Memorial(23)
25.
A few years after the divorce, my mother drove me to her new home. Everyone else was out that morning. She’d offered to show me the place. I’d said that was fine, but we’d made it to the driveway before I told her I couldn’t go inside. She looked at me for a long time, and then she opened the car door and sat on the hood. I watched her pull one cigarette after another from her purse, smoking them down. Eventually, I joined her. She offered me one, and I took it.
We smoked through an entire pack before she stepped back inside the car. I followed her, and we drove back to my neighborhood. She dropped me off. I never went back to her new place, and we never brought it up again.
26.
Nearly three weeks in, it’s almost astounding how little Mitsuko and I have talked about her son. When I tell her this, she shakes her head.
What is there to discuss? she says. What could you possibly tell me? I asked you once already and you gave me nothing.
He came out of my body, says Mitsuko. He’s a homosexual. He left his mother with a stranger. I’ve already got everything I need to know.
She’s sitting at the table, scrolling through her tablet. I’m in the kitchen, leaning over the stove.
I don’t know, I say.
Exactly, says Mitsuko. You don’t. So don’t worry about it.
Maybe you could tell me a story, I say, and Mitsuko actually laughs.
A story is an heirloom, she says. It’s a personal thing.
Okay, I say.
You don’t ask for heirlooms. They’re just given to you.
Okay, okay.
Check the rice, says Mitsuko.
I figure she’s just cutting me off, but then I look at the stove and it’s bubbling.
* * *
? ? ?
But here’s a story: Once, my father drove the entire family to Dallas. There was some sort of work convention. He figured we ought to come along. Our mother fought it—she was already on her way out by that point—but our father won her over, or he won the rest of us over, and then we bugged her incessantly.
Even if this was only a last-minute thing, we never actually went anywhere, and of course our mother didn’t trust my father to drive us kids on his own. So the four of us ended up in his Corolla, driving hours on the 10, out of the city, in the middle of the week.
I spent most of that week by the hotel pool. I made eyes with one whiteboy swimming laps in the mornings—some college kid, a few years older than me—and another one manning the lobby, and a third in the café, but by the time I’d decided they were feeling me, too, it was already time to go.
Things hadn’t gone well for my father at the conference. He’d missed out on some accolade or another. And we were halfway back home, driving five over the limit, which was twenty less than the line cruising in the lane beside us, when a cop pulled us over by a gas station in Huntsville.
The cop was young and blond. He explained to my father about speeding. He said he hadn’t wanted to stop us, but that was his job, and the law was the law—but my father was irate.
He slapped the window. He yelled. It was the most upset I’d ever seen him, shaking like he had something to prove. My father called the cop a motherfucker and a narc and a pig, and before I could even think about it, the whiteboy put him in handcuffs.
My father told the cop he didn’t know what he was doing. He’d sue him. His family. The whole fucking department. And this whiteboy held my father loose by the wrists, looking at the rest of us like why didn’t we jump out and help him.
So it was my mother who opened her mouth.
She told the cop our father didn’t mean it.
He was just scared, she said, for his family. His insurance. You know how it is.
The cop looked at her like she’d given him permission to let things go.
He smiled. She smiled back.
He let us off with a warning.
* * *
When my father got back in the car, he didn’t say a word. And we were already a few miles down the road before I realized I’d squeezed Lydia’s hand the entire time.
But he didn’t speak to my mother for the rest of that ride, or the rest of that week, or the rest of that month.
* * *
? ? ?
Mike is the only person I’ve ever passed that story off to.
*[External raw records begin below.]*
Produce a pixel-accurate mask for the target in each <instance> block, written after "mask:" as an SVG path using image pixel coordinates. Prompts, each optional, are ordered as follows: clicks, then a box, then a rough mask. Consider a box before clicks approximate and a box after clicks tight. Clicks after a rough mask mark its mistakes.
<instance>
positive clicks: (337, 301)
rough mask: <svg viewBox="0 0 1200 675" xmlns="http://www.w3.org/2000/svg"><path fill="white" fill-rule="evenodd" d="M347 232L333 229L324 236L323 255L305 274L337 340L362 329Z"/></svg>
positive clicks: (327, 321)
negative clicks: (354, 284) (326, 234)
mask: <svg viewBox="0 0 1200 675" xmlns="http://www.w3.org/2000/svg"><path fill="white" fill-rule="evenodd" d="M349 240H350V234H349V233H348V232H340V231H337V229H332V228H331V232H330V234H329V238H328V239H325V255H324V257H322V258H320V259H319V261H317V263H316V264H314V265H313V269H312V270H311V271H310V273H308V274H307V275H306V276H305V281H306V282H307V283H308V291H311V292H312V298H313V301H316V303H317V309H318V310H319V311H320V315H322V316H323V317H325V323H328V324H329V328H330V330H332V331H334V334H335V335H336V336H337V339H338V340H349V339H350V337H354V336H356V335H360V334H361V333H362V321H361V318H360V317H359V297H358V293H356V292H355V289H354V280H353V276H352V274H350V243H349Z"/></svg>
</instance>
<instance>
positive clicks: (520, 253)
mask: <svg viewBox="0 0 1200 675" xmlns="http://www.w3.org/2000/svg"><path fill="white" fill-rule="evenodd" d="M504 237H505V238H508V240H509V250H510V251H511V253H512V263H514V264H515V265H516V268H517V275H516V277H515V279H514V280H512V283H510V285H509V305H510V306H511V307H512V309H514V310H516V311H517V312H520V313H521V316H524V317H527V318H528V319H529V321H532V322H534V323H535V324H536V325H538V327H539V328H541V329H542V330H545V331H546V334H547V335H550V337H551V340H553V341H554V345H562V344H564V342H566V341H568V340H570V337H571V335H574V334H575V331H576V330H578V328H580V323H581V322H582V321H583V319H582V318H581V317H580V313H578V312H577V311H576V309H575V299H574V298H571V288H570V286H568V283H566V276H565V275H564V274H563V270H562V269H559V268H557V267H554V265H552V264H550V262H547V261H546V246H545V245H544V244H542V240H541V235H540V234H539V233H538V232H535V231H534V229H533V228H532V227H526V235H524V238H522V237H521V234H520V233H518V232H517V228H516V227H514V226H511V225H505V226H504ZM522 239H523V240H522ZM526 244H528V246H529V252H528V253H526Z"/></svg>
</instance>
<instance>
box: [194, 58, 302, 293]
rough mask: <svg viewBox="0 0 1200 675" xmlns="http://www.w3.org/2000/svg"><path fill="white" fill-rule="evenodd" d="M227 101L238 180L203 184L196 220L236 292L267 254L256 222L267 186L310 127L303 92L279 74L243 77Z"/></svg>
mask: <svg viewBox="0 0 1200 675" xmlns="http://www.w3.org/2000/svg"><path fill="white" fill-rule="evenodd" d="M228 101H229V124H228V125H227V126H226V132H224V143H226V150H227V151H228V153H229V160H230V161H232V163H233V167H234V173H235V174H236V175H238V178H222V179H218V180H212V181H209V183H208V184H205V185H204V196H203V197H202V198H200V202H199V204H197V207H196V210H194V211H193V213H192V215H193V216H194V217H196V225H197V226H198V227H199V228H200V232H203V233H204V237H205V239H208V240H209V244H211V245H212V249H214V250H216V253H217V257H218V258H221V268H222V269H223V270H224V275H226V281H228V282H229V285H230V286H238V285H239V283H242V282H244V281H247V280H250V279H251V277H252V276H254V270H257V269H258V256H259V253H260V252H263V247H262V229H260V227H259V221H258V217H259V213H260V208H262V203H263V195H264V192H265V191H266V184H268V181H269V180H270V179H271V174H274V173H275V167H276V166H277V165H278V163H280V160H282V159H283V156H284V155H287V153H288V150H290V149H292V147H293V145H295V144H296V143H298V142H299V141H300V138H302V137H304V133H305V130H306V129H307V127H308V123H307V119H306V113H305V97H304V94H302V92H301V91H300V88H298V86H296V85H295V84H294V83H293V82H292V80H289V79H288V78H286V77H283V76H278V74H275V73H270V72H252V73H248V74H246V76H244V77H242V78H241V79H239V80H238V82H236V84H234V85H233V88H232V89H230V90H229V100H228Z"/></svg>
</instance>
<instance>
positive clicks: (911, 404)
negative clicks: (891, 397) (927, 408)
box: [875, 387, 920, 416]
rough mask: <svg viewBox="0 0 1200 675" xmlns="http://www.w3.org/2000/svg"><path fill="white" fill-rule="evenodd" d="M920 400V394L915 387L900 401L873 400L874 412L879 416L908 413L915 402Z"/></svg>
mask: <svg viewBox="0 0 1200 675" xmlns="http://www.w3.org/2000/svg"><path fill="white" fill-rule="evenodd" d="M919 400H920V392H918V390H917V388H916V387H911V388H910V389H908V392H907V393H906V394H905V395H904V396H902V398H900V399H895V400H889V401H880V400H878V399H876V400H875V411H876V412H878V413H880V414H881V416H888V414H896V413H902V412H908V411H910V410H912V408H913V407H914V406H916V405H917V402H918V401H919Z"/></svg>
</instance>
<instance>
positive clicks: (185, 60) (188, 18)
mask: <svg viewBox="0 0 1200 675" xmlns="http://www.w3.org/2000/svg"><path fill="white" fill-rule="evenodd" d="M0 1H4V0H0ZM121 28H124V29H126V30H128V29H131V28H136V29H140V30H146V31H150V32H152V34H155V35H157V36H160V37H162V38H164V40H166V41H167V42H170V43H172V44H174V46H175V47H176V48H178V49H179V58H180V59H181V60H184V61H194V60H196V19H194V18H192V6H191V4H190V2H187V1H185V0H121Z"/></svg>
It took me two years.
We were at an arcade bar on Lester. He was hunched over Tekken, tapping the same two buttons.
He didn’t say anything when I finished. He just kept tapping.
Then Mike said, I get it.
You get what, I said.
I just get it, said Mike, and he fed the machine another coin.
27.
Now, sitting on the sofa with my father, we’re watching one of the Fast and the Furious movies. I made him a bowl of instant noodles, blanketed by some sliced cheese. He’s picking at them with a spoon. I spent ten minutes looking for chopsticks in the kitchen, nearly calling it quits before I found some shitty takeout disposables.
During a monologue from the Rock about defying gravity, my father says, He teach you that?
I ask him what he means. My father pantomimes with the chopsticks.
You never ate like that in my house, he says.